How does SCV differ from traceability?

Traceability and visibility are data-driven processes, essential for connected, collaborative and resilient supply chains but I’ll briefly explain why they are not the same. Traceability is the process of tracing the journey of parts, products and assets at granular level, via item labelling, serialisation and aggregation. It facilitates track and trace and product recalls, even beyond the point of sale, whereas visibility ends with proof of delivery in the final mile. Visibility is more about maximising on-time product availability, enabling JIT production or shelf availability for retailers, for example.

Complex supply chain network

How is SCV achieved and what are the barriers?

Since SCV shows a touchpoint or critical event at a given time (past, present or future), it can only be achieved through accurate and accessible data. Digital order flows and physical deliveries must be synchronised and shared securely. A real-time visibility platform unifies data from disconnected stakeholders and systems to create supply chain intelligence presented on customisable dashboards. With the potential to be enriched with external data driven by IoT devices on weather, traffic, conditions etc., stakeholders can then confidently assess what has happened in the supply chain, what is happening and accurately predict what will happen. Crucially, this also highlights what’s not happening as planned. Alerts to potential disruptive events (delayed vehicles, orders not shipped in full, condition issues due to temperature etc.) are key to enable management by exception. Action can then be taken to divert inventory to where it is needed most, empowering suppliers, meeting KPIs and making on-going improvements. The continuous, real-time flow of data upstream and downstream is also paramount to achieving Supply chain 4.0.

“You’re only as strong as your weakest link. Stakeholder collaboration and data harmonisation are vital for real-time supply chain visibility.”

Breaking silos is the critical enabler

Of course, gaining visibility of all actors and suppliers in a complex global supply chain requires a robust solution. Collaboration is key, as you’re only as strong as your weakest link. Supply chains operating in siloes with fragmented data processes and inadequate data capture technology cannot achieve end-to-end visibility. Data is only advantageous if you have the right data, in a usable, sharable format. Masses of information, in various formats across supply chain nodes, must be amalgamated and distilled into insight in real-time; legacy communication methods (email and fax) are simply too slow.

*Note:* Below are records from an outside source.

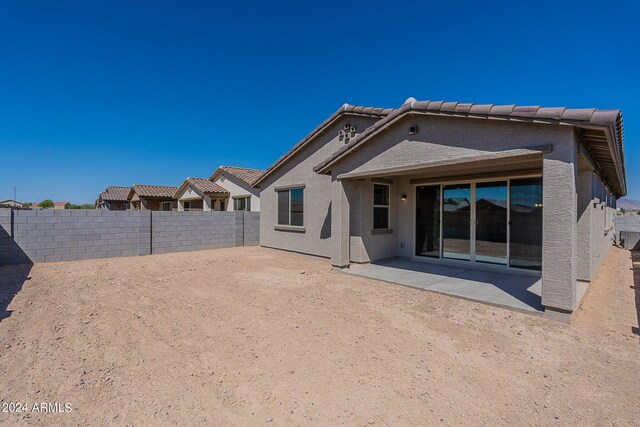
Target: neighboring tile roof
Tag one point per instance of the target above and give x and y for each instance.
(153, 191)
(244, 174)
(536, 114)
(203, 185)
(115, 194)
(345, 109)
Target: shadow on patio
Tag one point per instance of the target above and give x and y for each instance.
(514, 290)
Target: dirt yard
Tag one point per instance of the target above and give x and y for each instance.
(251, 336)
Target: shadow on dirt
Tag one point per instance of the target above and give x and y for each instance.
(635, 258)
(12, 278)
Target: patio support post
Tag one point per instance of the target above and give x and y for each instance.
(340, 223)
(559, 227)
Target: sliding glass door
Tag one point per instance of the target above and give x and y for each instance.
(525, 248)
(491, 222)
(456, 221)
(496, 222)
(428, 221)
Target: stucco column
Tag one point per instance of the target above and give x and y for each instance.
(339, 223)
(206, 203)
(585, 200)
(559, 228)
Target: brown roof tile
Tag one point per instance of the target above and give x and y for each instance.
(345, 109)
(555, 115)
(244, 174)
(153, 191)
(206, 186)
(115, 194)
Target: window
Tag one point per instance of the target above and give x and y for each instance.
(380, 206)
(242, 204)
(291, 207)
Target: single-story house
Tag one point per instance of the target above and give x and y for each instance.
(239, 182)
(114, 199)
(504, 187)
(200, 194)
(152, 197)
(11, 204)
(56, 205)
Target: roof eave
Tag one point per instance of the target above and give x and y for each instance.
(342, 111)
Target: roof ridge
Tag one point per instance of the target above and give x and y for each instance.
(513, 112)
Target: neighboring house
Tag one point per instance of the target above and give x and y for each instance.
(12, 204)
(152, 198)
(56, 205)
(114, 199)
(239, 182)
(457, 184)
(200, 194)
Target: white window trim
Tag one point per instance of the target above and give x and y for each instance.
(288, 226)
(375, 230)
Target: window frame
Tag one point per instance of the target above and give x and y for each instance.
(387, 206)
(247, 203)
(288, 225)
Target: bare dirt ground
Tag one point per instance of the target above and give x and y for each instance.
(251, 336)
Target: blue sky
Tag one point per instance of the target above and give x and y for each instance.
(97, 93)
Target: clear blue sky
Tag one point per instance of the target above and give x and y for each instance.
(97, 93)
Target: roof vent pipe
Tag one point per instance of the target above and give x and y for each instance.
(411, 100)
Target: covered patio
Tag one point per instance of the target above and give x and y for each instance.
(514, 290)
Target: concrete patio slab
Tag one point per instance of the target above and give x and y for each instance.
(514, 290)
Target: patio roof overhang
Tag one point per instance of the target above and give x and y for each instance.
(600, 131)
(523, 161)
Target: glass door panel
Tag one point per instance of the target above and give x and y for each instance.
(491, 222)
(428, 221)
(525, 248)
(456, 221)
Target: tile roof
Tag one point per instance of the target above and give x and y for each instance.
(345, 109)
(536, 114)
(204, 186)
(246, 175)
(153, 191)
(115, 194)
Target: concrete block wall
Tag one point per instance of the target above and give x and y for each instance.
(29, 236)
(190, 231)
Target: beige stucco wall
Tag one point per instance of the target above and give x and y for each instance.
(444, 139)
(317, 194)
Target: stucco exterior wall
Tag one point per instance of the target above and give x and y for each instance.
(317, 193)
(365, 244)
(596, 220)
(238, 188)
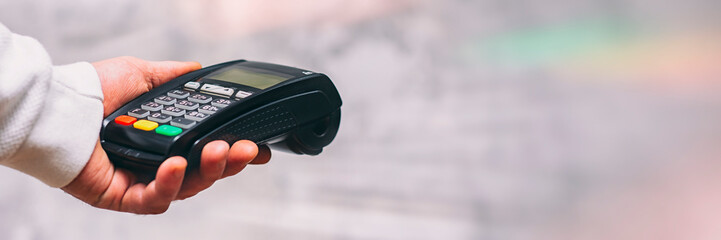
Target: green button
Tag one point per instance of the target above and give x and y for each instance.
(168, 130)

Supply chain blind spots are also prohibitive, as you can’t control what you can’t see. Problems like shipping delays, bottlenecks or delivery shortages won’t become apparent until it’s too late to take evasive action. For example, empty supermarket shelves during the early stage of the COVID-19 outbreak weren’t caused by stock shortages. The problem was lack of real-time SCV and the resulting inability to ramp up warehouse and shipping operations. This is avoidable with the right investment.

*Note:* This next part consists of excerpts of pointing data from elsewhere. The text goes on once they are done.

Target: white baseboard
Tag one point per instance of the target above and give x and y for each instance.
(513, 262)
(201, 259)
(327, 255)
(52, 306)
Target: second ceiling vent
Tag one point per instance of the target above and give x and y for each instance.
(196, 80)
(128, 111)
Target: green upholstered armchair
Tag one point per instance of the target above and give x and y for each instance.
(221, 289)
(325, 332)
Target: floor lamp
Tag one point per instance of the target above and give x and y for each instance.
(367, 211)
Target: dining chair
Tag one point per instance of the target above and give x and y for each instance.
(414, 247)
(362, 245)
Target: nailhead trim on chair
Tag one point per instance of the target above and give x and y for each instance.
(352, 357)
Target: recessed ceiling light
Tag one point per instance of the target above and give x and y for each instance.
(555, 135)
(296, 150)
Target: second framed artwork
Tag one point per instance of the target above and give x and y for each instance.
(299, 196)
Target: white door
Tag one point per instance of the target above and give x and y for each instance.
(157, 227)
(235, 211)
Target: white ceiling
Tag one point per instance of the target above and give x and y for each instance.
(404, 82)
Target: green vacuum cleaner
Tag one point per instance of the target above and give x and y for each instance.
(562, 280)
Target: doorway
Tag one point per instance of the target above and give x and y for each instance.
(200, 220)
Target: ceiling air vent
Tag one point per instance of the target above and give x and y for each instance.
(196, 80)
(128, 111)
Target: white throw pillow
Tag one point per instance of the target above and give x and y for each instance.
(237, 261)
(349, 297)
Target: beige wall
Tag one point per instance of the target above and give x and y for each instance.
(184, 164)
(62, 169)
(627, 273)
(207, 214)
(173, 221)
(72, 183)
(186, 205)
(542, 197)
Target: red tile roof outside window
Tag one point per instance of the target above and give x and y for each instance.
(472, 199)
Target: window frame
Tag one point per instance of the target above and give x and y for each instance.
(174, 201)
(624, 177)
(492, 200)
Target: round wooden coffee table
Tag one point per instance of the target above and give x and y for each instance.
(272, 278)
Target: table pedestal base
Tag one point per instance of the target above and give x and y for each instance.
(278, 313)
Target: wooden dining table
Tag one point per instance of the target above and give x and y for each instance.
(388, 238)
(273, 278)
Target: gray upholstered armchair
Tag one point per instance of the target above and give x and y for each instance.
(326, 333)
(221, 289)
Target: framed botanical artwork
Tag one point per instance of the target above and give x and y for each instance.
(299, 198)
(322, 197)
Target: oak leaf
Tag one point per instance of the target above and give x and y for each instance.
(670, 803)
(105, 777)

Most of the supply chain, retail and logistics managers I speak to have a visibility roadmap, and some have processes in place for their own systems, but find it challenging and complex to onboard all partners. Visibility means different things to different stakeholders, so a framework that enables the full visibility spectrum (all stages of the supply chain) is the optimum goal.

What advice can you give to organisations seeking SCV?

Many customers are surprised it is not necessary to ‘rip and replace’, overhaul existing systems or have an infinite budget to achieve visibility. There’s no one type of technology to prescribe as organisations have different processes, pain points and priorities. Real-time data quality and orchestration are imperative, however! Zetes’ advice is to think big, start small, scale fast. Look for the quick wins and complement your processes rather than change them. Gaining access to big data and harmonising it on a collaborative platform is the priority. By making small adjustments you will quickly see where and how to extract most value for your supply chain, including improved control, forecasting and supplier KPIs. You can then scale fast to drive long-term performance, ROI and loyalty.